Typically, draft guidance would be opened up for comment, drug companies would submit questions, concerns or talking points, and the agency might make modifications as a result. Such feedback is critical for giving FDA policymakers needed granular detail about day-to-day trial work to ensure their initiative hits the mark without creating unintended complications for developers.
“When I was at the agency, we read every single comment we got on the public docket,” she said. “These comments are taken seriously, they're categorized, they're thought about and responded to thoughtfully by different multidisciplinary teams.”
But some decisions are still being made using the old paradigm, which is creating uncertainty for companies running trials.
“It's hard to know what to operationalize for your drug development program,” Fakhouri said, pointing out that this is a particular challenge for biotechs with limited resources. “They can't follow a drug development program based on a paper that was published in a journal. They need to be able to anchor their decisions in guidance and formal policy by the agency.”
A consistent return to the traditional rule-making process would provide more stability, she added.
What it’ll take to stay on track
There are also questions about whether officials at the White House and the Department of Health and Human Services can effectively operationalize changes to speed the pace of clinical trials. FDA staff layoffs and departures have raised doubts about whether the agency has the bandwidth to carry out new policies, many of which are labor intensive.
Real-time clinical trial monitoring, for example, needs staff to check signals more frequently, Fakhouri said. Increasing the number of U.S-based trials will require additional subject matter experts and training for review staff, which takes time.
“You don't just walk into the FDA one day, and then the next day you're reviewing. There has to be planning for scaling up and getting to numbers that would be acceptable to perform the level of effort that the agency is envisioning with all of the changes,” Fakhouri said.
So far, Parexel, which runs a global network of clinical trial operations, hasn’t been hampered by staff-related issues at the agency.

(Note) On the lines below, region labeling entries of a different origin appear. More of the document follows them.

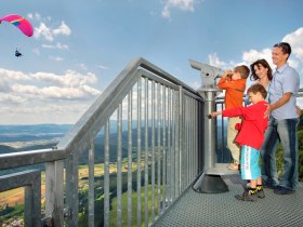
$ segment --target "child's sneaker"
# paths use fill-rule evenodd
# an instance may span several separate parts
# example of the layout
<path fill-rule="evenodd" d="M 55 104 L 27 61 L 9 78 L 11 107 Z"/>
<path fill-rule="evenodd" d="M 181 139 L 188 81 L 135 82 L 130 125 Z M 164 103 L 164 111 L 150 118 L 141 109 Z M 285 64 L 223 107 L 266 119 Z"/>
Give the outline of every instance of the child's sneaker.
<path fill-rule="evenodd" d="M 236 170 L 236 171 L 238 171 L 238 170 L 240 169 L 240 165 L 239 165 L 238 162 L 235 162 L 235 163 L 228 164 L 228 165 L 227 165 L 227 169 L 228 169 L 228 170 Z"/>
<path fill-rule="evenodd" d="M 247 183 L 247 188 L 248 189 L 250 188 L 250 183 Z M 264 190 L 263 190 L 263 185 L 256 185 L 256 190 L 258 190 L 258 197 L 260 199 L 264 199 L 265 198 L 265 193 L 264 193 Z"/>
<path fill-rule="evenodd" d="M 258 197 L 260 199 L 265 198 L 265 193 L 264 193 L 264 190 L 263 190 L 263 185 L 256 185 L 256 191 L 258 191 Z"/>
<path fill-rule="evenodd" d="M 242 195 L 236 195 L 235 198 L 242 201 L 251 201 L 254 202 L 258 200 L 258 190 L 250 188 L 246 190 Z"/>

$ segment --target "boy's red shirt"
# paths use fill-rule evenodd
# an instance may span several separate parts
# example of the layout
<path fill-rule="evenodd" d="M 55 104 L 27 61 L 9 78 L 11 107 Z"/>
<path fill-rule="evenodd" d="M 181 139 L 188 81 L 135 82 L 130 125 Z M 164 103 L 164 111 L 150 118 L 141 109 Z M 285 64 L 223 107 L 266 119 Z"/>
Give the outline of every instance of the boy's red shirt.
<path fill-rule="evenodd" d="M 242 106 L 243 93 L 246 91 L 246 79 L 226 80 L 226 78 L 221 78 L 216 86 L 226 90 L 225 109 Z"/>
<path fill-rule="evenodd" d="M 264 141 L 264 133 L 268 125 L 268 118 L 264 118 L 266 111 L 265 101 L 247 107 L 237 107 L 233 109 L 225 109 L 222 111 L 224 117 L 242 117 L 240 132 L 235 142 L 240 146 L 247 145 L 260 150 Z"/>

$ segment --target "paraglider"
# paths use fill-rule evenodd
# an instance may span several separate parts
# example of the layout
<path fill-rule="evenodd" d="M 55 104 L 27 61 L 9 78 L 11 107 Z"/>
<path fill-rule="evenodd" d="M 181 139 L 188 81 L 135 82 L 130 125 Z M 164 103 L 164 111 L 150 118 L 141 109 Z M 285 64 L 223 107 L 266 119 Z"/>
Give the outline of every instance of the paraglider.
<path fill-rule="evenodd" d="M 15 56 L 16 56 L 16 57 L 22 56 L 22 53 L 19 53 L 18 49 L 16 49 L 16 51 L 15 51 Z"/>
<path fill-rule="evenodd" d="M 5 15 L 0 18 L 0 24 L 2 22 L 9 22 L 9 23 L 13 24 L 27 37 L 31 37 L 34 34 L 31 24 L 21 15 L 17 15 L 17 14 Z"/>

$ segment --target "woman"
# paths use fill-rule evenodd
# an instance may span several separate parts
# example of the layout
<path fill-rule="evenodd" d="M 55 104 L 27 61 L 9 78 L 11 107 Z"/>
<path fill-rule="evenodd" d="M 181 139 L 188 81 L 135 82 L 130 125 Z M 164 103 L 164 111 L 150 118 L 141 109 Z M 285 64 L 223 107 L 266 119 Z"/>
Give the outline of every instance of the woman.
<path fill-rule="evenodd" d="M 250 80 L 263 85 L 268 91 L 273 79 L 273 70 L 266 59 L 258 59 L 250 65 Z M 268 97 L 267 97 L 268 98 Z"/>

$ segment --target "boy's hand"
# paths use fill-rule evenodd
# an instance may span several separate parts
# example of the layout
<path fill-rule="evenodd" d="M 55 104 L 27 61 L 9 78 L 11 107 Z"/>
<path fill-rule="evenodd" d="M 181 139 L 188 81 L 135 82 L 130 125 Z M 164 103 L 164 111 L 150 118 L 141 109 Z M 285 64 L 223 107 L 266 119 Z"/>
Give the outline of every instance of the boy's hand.
<path fill-rule="evenodd" d="M 216 116 L 221 115 L 222 111 L 211 112 L 208 115 L 209 118 L 215 118 Z"/>
<path fill-rule="evenodd" d="M 223 78 L 228 78 L 228 77 L 232 77 L 233 76 L 233 71 L 230 69 L 226 70 L 224 74 L 223 74 Z"/>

“We have not experienced delays for the programs that we are supporting. But if you imagine a smaller, inexperienced company trying to do this for the first time without any formal support, I don't know what their experience is,” she said.
Drugmakers, meanwhile, have reported conflicting feedback from the agency, which has led to application denials. But there are signs of stability and potentially a change in direction.
Following recent announcements, “some really capable and trusted people are now in acting positions,” Fakhouri said. Mike Davis, now the acting director of the Center for Drug Evaluation and Research, has experience as an FDA reviewer. “He's loved by FDA review staff and highly respected within CDER. So, that is a very good sign,” Fakhouri said.
Industry leaders have shown similar support for Karim Mikhail, who spent two decades in leadership roles at Merck & Co. and is now acting director of CBER.
“These are all changes that are trending positively. These are ... people with experience in drug development,” she said.
The agency’s direction will depend heavily on who will be the next FDA commissioner, which for now, is being filled by Kyle Diamantas. But a cohesive push to strengthen the clinical trial infrastructure will require more than just the FDA.
“It really has to be a whole government approach,” Fakhouri said. “It can’t just be left on the FDA.”
“FDA is just a part of that entire ecosystem,” she added. “You have to have CMS, NIH, all of HHS. Many things have to align to actually make that work.”